Thursday, November 25, 2010

Eating Out in San Francisco

Writing about Jim Cosgrave reminded me of a social activity that we participated in during the time I was working in San Francisco. At the time I was transferred from southern California in 1946, two other Shell engineers were transferred at the same time. We were together in the training program that the engineering department put all new engineers through on their arrival. Jim Cosgrave was working also in San Francisco, only a few blocks from the Shell building where we were, at the local office of McGraw-Hill. Somehow or other the four of us adopted the practice of getting together on Friday evenings after work, selecting one of the noted San Francisco restaurants as a place for dinner together and then taking in a movie afterward if one appealed to us.

I suppose the year or two that this went on that we sampled all the well-known restaurants of the period. I cam remember only a few names now — the Blue Fox, the Shadows (Nob Hill), Cairo’s — but there were many more. Once we visited Lupo’s Pizzeria, whose specialty was of course pizza (but it was at a time when pizza was just a name on an Italian menu, not a name in every town or city in the country).
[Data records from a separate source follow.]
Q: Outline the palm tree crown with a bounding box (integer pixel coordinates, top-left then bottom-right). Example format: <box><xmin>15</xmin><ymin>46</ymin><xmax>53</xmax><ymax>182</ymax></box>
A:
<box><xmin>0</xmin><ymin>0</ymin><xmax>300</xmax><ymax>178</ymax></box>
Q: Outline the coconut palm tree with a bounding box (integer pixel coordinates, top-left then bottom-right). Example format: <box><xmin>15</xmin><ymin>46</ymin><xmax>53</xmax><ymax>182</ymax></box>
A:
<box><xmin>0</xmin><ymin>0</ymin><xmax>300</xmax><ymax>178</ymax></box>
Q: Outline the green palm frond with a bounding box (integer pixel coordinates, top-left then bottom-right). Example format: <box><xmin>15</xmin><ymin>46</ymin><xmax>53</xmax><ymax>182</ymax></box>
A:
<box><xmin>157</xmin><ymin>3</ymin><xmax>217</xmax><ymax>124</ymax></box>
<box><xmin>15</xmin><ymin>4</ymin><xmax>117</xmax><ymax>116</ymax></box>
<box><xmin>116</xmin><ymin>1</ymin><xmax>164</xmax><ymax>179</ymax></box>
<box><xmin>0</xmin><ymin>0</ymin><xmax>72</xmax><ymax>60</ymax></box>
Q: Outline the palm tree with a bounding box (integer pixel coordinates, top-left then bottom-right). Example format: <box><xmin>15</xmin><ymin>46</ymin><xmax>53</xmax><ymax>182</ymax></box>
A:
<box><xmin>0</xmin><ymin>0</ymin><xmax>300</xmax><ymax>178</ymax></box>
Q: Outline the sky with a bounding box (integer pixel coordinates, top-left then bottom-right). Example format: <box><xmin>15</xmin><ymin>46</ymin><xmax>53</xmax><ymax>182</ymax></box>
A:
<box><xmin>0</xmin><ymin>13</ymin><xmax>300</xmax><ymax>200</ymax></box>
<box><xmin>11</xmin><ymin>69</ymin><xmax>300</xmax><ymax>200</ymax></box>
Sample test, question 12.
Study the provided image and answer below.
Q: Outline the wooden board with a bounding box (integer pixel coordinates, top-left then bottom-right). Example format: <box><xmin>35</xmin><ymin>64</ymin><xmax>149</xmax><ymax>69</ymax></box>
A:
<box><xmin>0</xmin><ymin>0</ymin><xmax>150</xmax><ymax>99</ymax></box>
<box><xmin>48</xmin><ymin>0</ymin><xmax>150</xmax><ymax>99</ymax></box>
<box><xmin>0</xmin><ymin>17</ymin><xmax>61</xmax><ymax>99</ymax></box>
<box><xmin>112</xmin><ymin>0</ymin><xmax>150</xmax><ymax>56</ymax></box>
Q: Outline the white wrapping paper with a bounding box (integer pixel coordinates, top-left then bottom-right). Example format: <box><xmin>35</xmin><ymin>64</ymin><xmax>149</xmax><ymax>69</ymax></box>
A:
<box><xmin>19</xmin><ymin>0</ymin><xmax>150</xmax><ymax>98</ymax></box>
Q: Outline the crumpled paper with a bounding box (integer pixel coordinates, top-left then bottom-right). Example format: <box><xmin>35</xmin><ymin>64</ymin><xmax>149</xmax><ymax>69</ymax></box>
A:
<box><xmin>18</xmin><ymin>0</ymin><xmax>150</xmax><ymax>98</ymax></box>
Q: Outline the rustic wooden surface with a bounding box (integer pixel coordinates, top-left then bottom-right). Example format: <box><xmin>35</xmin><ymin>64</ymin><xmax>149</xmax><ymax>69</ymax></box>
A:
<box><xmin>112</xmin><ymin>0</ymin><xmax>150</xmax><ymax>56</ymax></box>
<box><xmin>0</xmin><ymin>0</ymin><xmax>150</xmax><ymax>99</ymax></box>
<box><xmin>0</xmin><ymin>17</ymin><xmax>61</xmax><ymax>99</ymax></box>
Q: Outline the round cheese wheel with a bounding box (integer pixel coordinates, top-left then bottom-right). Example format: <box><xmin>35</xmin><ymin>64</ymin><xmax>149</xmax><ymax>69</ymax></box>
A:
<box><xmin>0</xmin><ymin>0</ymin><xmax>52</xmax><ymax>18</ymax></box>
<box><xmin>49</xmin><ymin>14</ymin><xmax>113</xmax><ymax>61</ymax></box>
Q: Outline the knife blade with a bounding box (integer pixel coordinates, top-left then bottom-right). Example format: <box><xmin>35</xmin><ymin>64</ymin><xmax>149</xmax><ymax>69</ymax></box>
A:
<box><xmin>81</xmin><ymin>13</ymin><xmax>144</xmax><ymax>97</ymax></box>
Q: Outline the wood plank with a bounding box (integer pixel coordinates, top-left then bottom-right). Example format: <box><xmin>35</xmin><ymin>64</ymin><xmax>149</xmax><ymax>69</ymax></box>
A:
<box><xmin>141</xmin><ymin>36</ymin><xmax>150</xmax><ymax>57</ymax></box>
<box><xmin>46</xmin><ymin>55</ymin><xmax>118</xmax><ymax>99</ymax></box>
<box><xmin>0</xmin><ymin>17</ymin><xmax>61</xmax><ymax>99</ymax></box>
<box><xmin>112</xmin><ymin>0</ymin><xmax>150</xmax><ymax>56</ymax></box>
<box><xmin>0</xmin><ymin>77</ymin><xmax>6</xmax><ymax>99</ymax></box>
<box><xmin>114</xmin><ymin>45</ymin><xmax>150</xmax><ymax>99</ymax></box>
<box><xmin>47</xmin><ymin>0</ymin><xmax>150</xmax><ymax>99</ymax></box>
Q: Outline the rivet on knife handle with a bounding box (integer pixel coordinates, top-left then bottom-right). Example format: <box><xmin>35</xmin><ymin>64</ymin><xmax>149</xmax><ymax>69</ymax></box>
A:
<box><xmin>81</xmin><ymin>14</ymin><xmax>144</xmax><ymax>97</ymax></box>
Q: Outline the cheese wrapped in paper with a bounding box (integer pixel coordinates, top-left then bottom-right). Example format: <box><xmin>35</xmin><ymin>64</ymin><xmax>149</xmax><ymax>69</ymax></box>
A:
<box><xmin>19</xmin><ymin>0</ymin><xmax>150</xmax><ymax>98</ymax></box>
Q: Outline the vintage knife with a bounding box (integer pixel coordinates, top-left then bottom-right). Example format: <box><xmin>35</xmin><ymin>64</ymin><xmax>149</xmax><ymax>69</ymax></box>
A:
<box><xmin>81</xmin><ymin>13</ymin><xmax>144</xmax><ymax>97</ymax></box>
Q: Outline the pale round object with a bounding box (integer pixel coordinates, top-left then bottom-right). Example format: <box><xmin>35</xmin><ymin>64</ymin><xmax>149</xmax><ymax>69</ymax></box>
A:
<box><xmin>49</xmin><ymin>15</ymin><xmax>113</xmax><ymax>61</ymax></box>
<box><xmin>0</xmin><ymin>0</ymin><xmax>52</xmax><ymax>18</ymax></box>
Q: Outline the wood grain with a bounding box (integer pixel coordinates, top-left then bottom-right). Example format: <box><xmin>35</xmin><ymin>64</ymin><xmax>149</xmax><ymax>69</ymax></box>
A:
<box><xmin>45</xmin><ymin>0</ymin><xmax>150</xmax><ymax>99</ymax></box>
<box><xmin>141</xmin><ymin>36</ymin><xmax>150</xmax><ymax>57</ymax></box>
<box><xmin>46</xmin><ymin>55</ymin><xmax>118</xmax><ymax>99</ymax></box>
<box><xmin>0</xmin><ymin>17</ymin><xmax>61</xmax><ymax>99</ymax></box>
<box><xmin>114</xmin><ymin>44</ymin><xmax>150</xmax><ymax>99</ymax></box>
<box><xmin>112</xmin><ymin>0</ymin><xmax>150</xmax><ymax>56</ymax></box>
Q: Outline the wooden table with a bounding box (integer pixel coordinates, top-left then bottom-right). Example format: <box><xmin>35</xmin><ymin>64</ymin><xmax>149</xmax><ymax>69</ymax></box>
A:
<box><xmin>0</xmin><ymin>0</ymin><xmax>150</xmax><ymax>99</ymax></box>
At one of the restaurants we had banana fritters for dessert; it was the first time I had had them. Later after I was married to Jean I found out that she grew up with them — her mother often served them for breakfast. All during our married life Jean has them for breakfast occasionally (when she has a supply of over-ripe bananas on hand; she says that over-ripe fruit are needed).

As to the theaters we visited I only recall the Fox theater in San Francisco, a magnificent and grand structure that was regrettably torn down as decade or more ago. Its ornate interior was as far a cry from present-day theaters as the Taj Mahal is form the Webster County courthouse.

While I am on the subject of San Francisco restaurants I must not fail to mention Adolph Wilke’s Business Men’s Lunch. This establishment was located just across Bush Street from the Shell building, in the same block. The service was cafeteria style and the single line of patrons often stretched well out onto the sidewalk during the busy noontime period. This was no deterrent to a potential experienced eater however, who was well aware that the line was the fastest moving line ever in existence, bar none. A person at the tag end of the long line outside the restaurant could well anticipate that he would in five minutes be through the cafeteria line and paying his check to Adolph Wilke, the proprietor in person. Wilke was the fastest cashier I have ever seen, though “messy.” The floor around the cash register was always littered with small coins that his flying hands had let go of. Stacked next to the register were appropriate collections of bills for making change for the 5, 10, or 20 dollar checks that the patrons tendered Mr. Wilke. He was open only for lunch (perhaps breakfast, I don’t know) but I never at there then.

The Business Men’s Lunch is no more. Not long after my work at Shell took me to Emeryville. The building in which the restaurant was located was torn down for a more imposing and modern edifice. A colorless replacement for a notable institution. I think Wilke called it a day and went out of business.